Three Stages of Periodontal Disease and Periodontitis Treatment

Periodontal disease is categorized into three stages – gingivitis, early periodontitis and advanced periodontitis. Below we explain the difference between these three and how periodontitis treatment is initiated.


This is the first stage of periodontal disease. Some indications that you may have gingivitis may involve tender and some bleeding of your gums when you brush or floss. Gingivitis is reversible when corrective measures are undertaken. Some of these measures involve routine professional cleanings and proper brushing and flossing on a daily basis. Usually when the above measures are taken, no bleeding or tenderness of the tissues results. Therefore the gingivitis has been reversed back to a degree of healthy gums. Untreated gingivitis can advance to the second stage of periodontal disease, periodontitis.

Early Periodontitis

This is considered the second stage of periodontal disease. At this stage, plaque and tartar forms under the gums which are not accessible with brushing and flossing alone. Professional therapeutic methods need to be incorporated. Plaque and tartar begin to cause infection, which may damage the bone and the attachment of the gums to the teeth. You may notice that your gums start to pull away (gum recession) and more tenderness and bleeding may result. Proper dental care may involve tissue and root therapy or deep cleanings with the incorporation of other therapies depending on the advancement of the gum disease. Professional intervention is very important to prevent further damage of periodontitis.

The first periodontitis treatment step involves a special deep cleaning or tissue and root therapy. This procedure helps diseased pockets to shrink and gum tissue to regenerate. A local anesthetic is often used to make you more comfortable. Usually, treatment occurs in one appointment. Sometimes antibiotics may be inserted under the gums to aid in healing of the gingival tissues. Also, a medication via pill may be recommended to control infection or to aid in healing. A month after therapy, an examination will determine if further periodontal disease treatment is required.

Advanced Periodontitis

In the most drastic stage of periodontal disease, the bone and the attachment of the gums to the teeth have been destroyed. This may cause your teeth to shift or loosen and can affect how your teeth come together. You may notice a bad taste or smell in your mouth. Proper dental care must be initiated to save the teeth or they may need to be removed. Professional intervention may involve pocket reduction therapy and bone grafting along with the incorporation of other therapies.

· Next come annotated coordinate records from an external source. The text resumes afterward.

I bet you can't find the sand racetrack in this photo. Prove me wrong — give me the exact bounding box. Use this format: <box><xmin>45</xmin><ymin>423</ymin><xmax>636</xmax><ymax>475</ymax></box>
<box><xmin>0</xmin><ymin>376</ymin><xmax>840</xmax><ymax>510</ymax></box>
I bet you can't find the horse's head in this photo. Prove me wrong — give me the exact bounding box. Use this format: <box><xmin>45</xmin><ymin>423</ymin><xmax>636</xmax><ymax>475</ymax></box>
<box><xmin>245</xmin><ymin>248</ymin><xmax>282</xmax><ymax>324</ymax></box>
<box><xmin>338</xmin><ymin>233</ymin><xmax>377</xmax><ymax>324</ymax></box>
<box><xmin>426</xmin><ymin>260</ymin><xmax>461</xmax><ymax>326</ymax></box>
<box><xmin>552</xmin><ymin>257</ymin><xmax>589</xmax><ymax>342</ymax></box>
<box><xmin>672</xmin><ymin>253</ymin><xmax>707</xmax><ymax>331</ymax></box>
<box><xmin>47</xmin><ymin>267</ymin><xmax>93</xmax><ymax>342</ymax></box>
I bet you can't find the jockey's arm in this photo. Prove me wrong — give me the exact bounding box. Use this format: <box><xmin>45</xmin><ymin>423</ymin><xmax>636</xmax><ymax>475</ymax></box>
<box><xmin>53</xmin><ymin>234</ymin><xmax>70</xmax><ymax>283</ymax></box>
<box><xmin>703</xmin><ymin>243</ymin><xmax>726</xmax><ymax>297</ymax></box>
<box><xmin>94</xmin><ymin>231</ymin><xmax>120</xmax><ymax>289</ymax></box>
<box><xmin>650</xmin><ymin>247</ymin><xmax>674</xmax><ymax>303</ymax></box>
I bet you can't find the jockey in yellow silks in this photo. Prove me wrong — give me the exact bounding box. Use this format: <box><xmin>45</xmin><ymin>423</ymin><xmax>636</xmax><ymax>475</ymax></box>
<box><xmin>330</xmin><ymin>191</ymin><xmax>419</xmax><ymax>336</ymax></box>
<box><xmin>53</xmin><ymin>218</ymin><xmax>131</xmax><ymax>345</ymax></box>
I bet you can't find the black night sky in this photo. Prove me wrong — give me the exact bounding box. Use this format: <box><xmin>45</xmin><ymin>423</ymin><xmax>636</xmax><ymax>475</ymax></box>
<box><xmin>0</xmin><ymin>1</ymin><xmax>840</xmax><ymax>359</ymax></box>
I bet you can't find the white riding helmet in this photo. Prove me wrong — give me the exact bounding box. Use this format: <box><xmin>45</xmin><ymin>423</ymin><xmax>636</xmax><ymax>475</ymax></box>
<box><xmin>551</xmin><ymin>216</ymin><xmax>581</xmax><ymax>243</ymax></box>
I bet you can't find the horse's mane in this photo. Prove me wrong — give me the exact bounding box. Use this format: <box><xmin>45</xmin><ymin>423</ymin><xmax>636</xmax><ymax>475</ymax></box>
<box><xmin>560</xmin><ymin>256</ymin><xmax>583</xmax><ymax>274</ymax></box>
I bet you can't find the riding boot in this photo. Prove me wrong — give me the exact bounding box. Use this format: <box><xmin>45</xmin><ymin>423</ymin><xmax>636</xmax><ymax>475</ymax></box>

Pocket reduction therapy is required for this form of periodontal disease when the gingival tissues have not resolved after initial treatment or tissue and root therapy. This is usually necessary when gingival tissues have not shrunk enough or when the supporting bone around the teeth has been lost. Since the gum tissue has not shrunk, they provide a greater place for bacteria to live and attack the bone and tissue causing further damage to occur.

Pocket reduction is a periodontal disease therapy that turns or pulls back the gingival tissue, removes tartar and smoothes the roots so that the gingival tissue can reattach. Diseased tissue is also removed to allow the gingival tissue to heal. The gingival tissue is sutured back into place into a new position to make the gingival tissue snug around the tooth and aid in healing. Sometimes bone grafts may be necessary to correct for bony defects that occur around teeth and where roots divide to prevent loss of teeth.